Ritual kematian Ma’nene dari Sulawesi Selatan, Indonesia.

Ritual kematian Ma’nene dari Sulawesi Selatan, Indonesia.

Bagi banyak orang, hal terburuk tentang kehilangan orang yang dicintai adalah kenyataan bahwa kita tidak pernah bertemu mereka lagi. Begitu mereka dikuburkan, itu saja. Orang itu hilang selamanya, dan satu-satunya cara kita bisa melihatnya adalah dalam gambar dan ingatan kita. Namun, tidak semua budaya “melakukan” kematian dengan cara yang sama. Contoh kasus: ritual kematian Ma’nene di Indonesia, yang dipraktikkan oleh masyarakat Toraja di pulau Sulawesi. Dalam bahasa Inggris, ritual ini berarti “Upacara Pembersihan Mayat,” dan itulah yang mereka lakukan.

Setiap tiga tahun, selama lebih dari 900 tahun, masyarakat Desa Lembang Paton menggali mumi jenazah orang yang mereka cintai untuk membersihkannya, mendandani mereka dengan baju baru, dan menguburnya kembali. Upacara yang dirayakan oleh semua keluarga di desa tersebut merupakan elemen kunci dalam sistem kepercayaan mereka, yang menggabungkan konsep Kristen dan adat. Gagasan di balik itu semua adalah bahwa kematian bukanlah akhir dari kehidupan seseorang, melainkan langkah lain (yang sangat penting) dalam kehidupan spiritual yang panjang. Untuk alasan ini, setiap detail kematian, penguburan, dan akhirat seseorang harus diperhatikan dengan cermat, dan anggota keluarga tidak mengeluarkan biaya untuk memenuhi tugas mereka. Upacara yang dihasilkan begitu mewah dan kompleks sehingga turis dari seluruh dunia datang untuk menyaksikannya.

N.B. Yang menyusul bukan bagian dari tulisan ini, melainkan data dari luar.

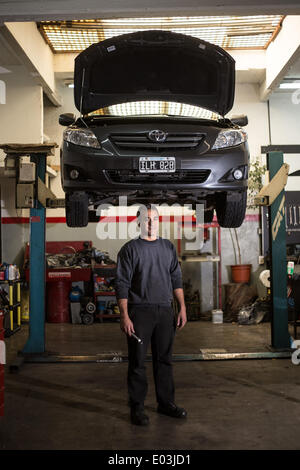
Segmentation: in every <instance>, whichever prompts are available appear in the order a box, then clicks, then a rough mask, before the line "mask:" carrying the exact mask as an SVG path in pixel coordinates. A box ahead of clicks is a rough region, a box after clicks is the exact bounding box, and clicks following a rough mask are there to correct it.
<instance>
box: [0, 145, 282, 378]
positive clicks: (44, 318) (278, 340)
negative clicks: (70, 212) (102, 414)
mask: <svg viewBox="0 0 300 470" xmlns="http://www.w3.org/2000/svg"><path fill="white" fill-rule="evenodd" d="M55 146H56V144H39V145H37V144H35V145H32V146H30V145H18V146H17V145H16V144H15V145H13V144H10V145H5V146H1V148H3V150H4V152H6V153H7V155H9V156H14V157H21V156H24V155H30V160H31V161H32V162H35V164H36V170H37V171H36V174H37V180H36V188H38V187H39V188H42V190H43V191H42V192H43V195H41V191H40V189H38V190H37V189H36V193H35V194H36V196H35V201H34V204H33V207H32V208H31V209H30V316H29V337H28V340H27V343H26V345H25V347H24V349H23V351H22V352H19V354H18V357H17V359H16V360H15V362H14V363H13V364H12V365H11V366H10V370H11V372H12V371H17V370H18V369H19V367H20V366H21V364H22V363H23V362H24V361H25V362H31V363H32V362H38V363H41V362H43V363H53V362H55V363H62V362H72V363H74V362H99V363H103V362H114V363H116V362H123V361H127V356H124V355H123V354H122V353H121V352H120V353H119V352H116V353H114V352H113V353H103V354H96V355H89V356H88V355H59V354H52V353H50V352H46V351H45V227H46V220H45V210H46V207H50V208H55V207H63V206H64V200H61V199H56V198H55V196H54V195H53V193H51V192H49V190H48V188H46V186H45V184H44V183H45V174H46V160H47V156H48V155H51V154H53V153H52V151H53V148H54V147H55ZM267 160H268V170H269V175H270V182H269V183H268V184H267V185H266V186H265V187H264V188H263V190H262V191H261V193H260V194H259V195H258V196H257V200H258V202H259V203H260V204H263V205H269V210H270V227H272V230H270V240H271V246H272V267H271V273H272V275H271V280H272V283H271V286H272V298H273V315H272V345H271V347H270V350H269V351H262V352H244V353H242V352H241V353H230V352H220V351H219V352H218V351H213V350H203V351H202V352H201V353H200V354H174V355H173V360H174V361H200V360H224V359H274V358H288V357H291V349H290V337H289V334H288V317H287V298H286V292H287V290H286V248H285V214H284V186H285V184H286V179H287V172H288V166H287V165H285V164H283V154H282V152H269V153H268V154H267ZM146 360H147V361H150V360H151V356H147V358H146Z"/></svg>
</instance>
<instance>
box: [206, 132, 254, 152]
mask: <svg viewBox="0 0 300 470" xmlns="http://www.w3.org/2000/svg"><path fill="white" fill-rule="evenodd" d="M246 140H247V132H245V131H243V130H237V129H227V130H226V131H221V132H219V134H218V137H217V138H216V141H215V143H214V145H213V146H212V148H211V149H212V150H218V149H222V148H225V147H234V146H235V145H239V144H241V143H242V142H246Z"/></svg>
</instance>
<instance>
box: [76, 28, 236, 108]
mask: <svg viewBox="0 0 300 470" xmlns="http://www.w3.org/2000/svg"><path fill="white" fill-rule="evenodd" d="M234 89H235V61H234V59H233V58H232V57H231V56H230V55H229V54H228V53H227V52H226V51H224V49H221V48H220V47H219V46H215V45H213V44H210V43H208V42H206V41H203V40H201V39H197V38H194V37H191V36H187V35H185V34H178V33H173V32H169V31H157V30H155V31H139V32H135V33H130V34H123V35H121V36H117V37H113V38H110V39H106V40H104V41H101V42H99V43H96V44H92V45H91V46H90V47H88V48H87V49H85V50H84V51H83V52H81V53H80V54H79V55H78V56H77V57H76V59H75V73H74V98H75V105H76V108H77V109H78V110H79V111H81V113H82V114H87V113H90V112H92V111H95V110H97V109H100V108H103V107H106V106H111V105H113V104H119V103H125V102H129V101H145V100H147V101H149V100H156V101H173V102H178V103H187V104H191V105H195V106H200V107H202V108H206V109H208V110H210V111H214V112H217V113H219V114H220V115H222V116H224V115H225V114H227V113H228V111H230V109H231V108H232V106H233V100H234Z"/></svg>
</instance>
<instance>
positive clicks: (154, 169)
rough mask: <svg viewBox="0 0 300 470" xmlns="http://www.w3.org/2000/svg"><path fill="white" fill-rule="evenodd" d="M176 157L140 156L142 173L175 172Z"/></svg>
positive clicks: (140, 169) (139, 164)
mask: <svg viewBox="0 0 300 470" xmlns="http://www.w3.org/2000/svg"><path fill="white" fill-rule="evenodd" d="M175 170H176V163H175V157H140V160H139V171H140V173H174V171H175Z"/></svg>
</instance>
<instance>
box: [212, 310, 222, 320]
mask: <svg viewBox="0 0 300 470" xmlns="http://www.w3.org/2000/svg"><path fill="white" fill-rule="evenodd" d="M211 319H212V322H213V323H223V311H222V310H218V309H216V310H212V311H211Z"/></svg>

Seperti yang sudah Anda duga, pemakaman suku Toraja, yang disebut “Rambu Solo”, tidaklah murah. Faktanya, biayanya sangat mahal (rata-rata pemakaman menghabiskan biaya puluhan ribu dolar bagi keluarga), sehingga sebagian besar waktu, keluarga lebih memilih untuk menyimpan jenazah anggota keluarga yang meninggal di rumah sampai mereka mampu melakukan upacara yang layak. Masa tunggu ini bisa berlangsung berminggu-minggu bahkan berbulan-bulan, jadi keluarga membiarkan jenazah dibungkus seperti mumi di ruangan khusus, memberi makan dan merawatnya, seolah-olah orang itu hanya “sakit”. Kemudian, ketika ada cukup uang yang dihemat, keluarga melanjutkan pemakaman, mereka menguburkan mayat di sebidang tanah yang sama dengan rumah, dan mereka tidak melihat orang yang mereka cintai lagi sampai upacara Ma’nene berikutnya.

Setiap tiga tahun sekali, seperti telah disebutkan di atas, Desa Lembang Paton merayakan upacara pembersihan jenazah. Para pemimpin desa bernyanyi selama berhari-hari menjelang penggalian, dan kemudian, setiap mumi digali oleh anggota keluarga masing-masing, sehingga mereka dapat disikat, dibersihkan, dan dikenakan pakaian baru. Peti mati juga diberi sentuhan ulang, diperbaiki dan kadang diganti sama sekali untuk memperlambat proses pembusukan. Bagian dari upacara ini mungkin yang paling emosional karena kita bisa melihat anggota keluarga yang masih hidup berinteraksi dengan orang yang mereka cintai, berfoto dengan mereka, dan menikmati kesempatan untuk “melihat” mereka sekali lagi. Apakah orang yang dicintai baru meninggal selama setahun atau telah pergi selama beberapa dekade, itu pasti hadiah yang luar biasa untuk semua orang yang merindukan mereka. Setelah jenazah mengenakan pakaian baru, mereka dimakamkan kembali selama tiga tahun lagi hingga upacara berikutnya.

Dari sudut pandang orang luar, terutama yang Barat, upacara Ma’nene pasti banyak yang harus dilakukan karena bertentangan dengan semua yang kita yakini tentang kematian. Namun, bahkan jika kita tidak pernah ingin mempraktikkannya atau bahkan menyaksikannya, kita masih dapat melihat melampaui gambaran yang mengejutkan dan memikirkan tentang elemen emosional dan spiritual. Siapa yang tidak ingin melihat dan “bergaul” dengan orang yang mereka cintai bertahun-tahun setelah kematian mereka? Di satu sisi, tidak hanya akan menjadi cara untuk memiliki mereka bersama kita di dunia kehidupan untuk sementara waktu, tetapi juga akan menjadi cara untuk menerima fakta bahwa suatu hari kita akan bergabung dengan mereka di sisi lain.